Petit bout de femme impavide et obstinée, Mireille Millet n'a pas toujours été très diplomate. Estimant son petit-fils "en danger", elle profite des grandes vacances pour "récupérer" l'enfant, qu'elle cache un temps chez des amis. Ce qui lui vaudra quelques jours de prison, en décembre 2003. "Le juge de Nanterre décide alors de le placer dans un foyer de la région parisienne", rappelle Me Fittante. Qui joint à son dossier les petits mots que le garçonnet fait alors passer "en douce" à sa mamie. "Mémé, pépé, vous me manquez, j'étouffe", écrit-il. "Si ça continue, je me suiciderai", se désespère-t-il un autre jour. Devant les médias, Mireille Millet pique des colères noires. "Ce qui n'a fait que braquer le juge, qui s'est entêté dans l'erreur comme s'il avait pris ma cliente en grippe et fait de ce dossier une affaire personnelle", dénonce Me Fittante.

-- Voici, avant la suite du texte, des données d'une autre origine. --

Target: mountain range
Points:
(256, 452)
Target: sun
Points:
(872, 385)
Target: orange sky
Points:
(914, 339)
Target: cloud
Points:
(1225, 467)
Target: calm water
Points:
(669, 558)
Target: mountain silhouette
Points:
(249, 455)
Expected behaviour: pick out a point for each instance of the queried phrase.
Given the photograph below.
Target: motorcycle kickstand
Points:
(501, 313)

En 2005, le juge suspend tout contact entre Sébastien et ses grands-parents. L'enfant maigrit à vue d'oeil. Nouvelle mesure d'assistance éducative: cette fois, Sébastien est renvoyé chez sa mère. "Sous tutelle, en proie à de graves troubles du comportement, celle-ci n'est toujours pas en mesure d'assumer seule l'éducation de son fils", assure Me Fittante. Les grands-parents ont bien demandé à ce que l'autorité parentale leur soit déléguée mais le TGI de Briey a jugé la demande "irrecevable". "Sébastien a aujourd'hui seize ans et ma cliente craint pour son avenir", témoigne l'avocat, qui évoque un "immense gâchis".
Jeudi, à l'audience, il réclamera un euro symbolique de dommages et intérêts.

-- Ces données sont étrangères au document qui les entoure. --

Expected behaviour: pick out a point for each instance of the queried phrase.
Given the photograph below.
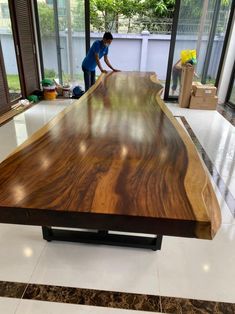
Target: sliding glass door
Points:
(62, 32)
(9, 52)
(200, 25)
(231, 91)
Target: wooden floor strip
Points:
(6, 117)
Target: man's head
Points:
(107, 38)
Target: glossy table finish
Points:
(115, 160)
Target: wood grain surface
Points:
(115, 160)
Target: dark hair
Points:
(108, 35)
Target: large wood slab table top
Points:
(116, 159)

Garde de Sébastien : l'État assigné pour "faute lourde"
Un article du Républicain Lorrain
Paru le 13 mai 2006 (Lorraine / Faits Divers)
Mireille Millet, qui poursuit son combat pour obtenir la garde de son petit-fils, qu'elle a élevé en grande partie avant que celui-ci ne lui soit retiré, en 2002 à la demande du père, assigne l'État pour "faute lourde".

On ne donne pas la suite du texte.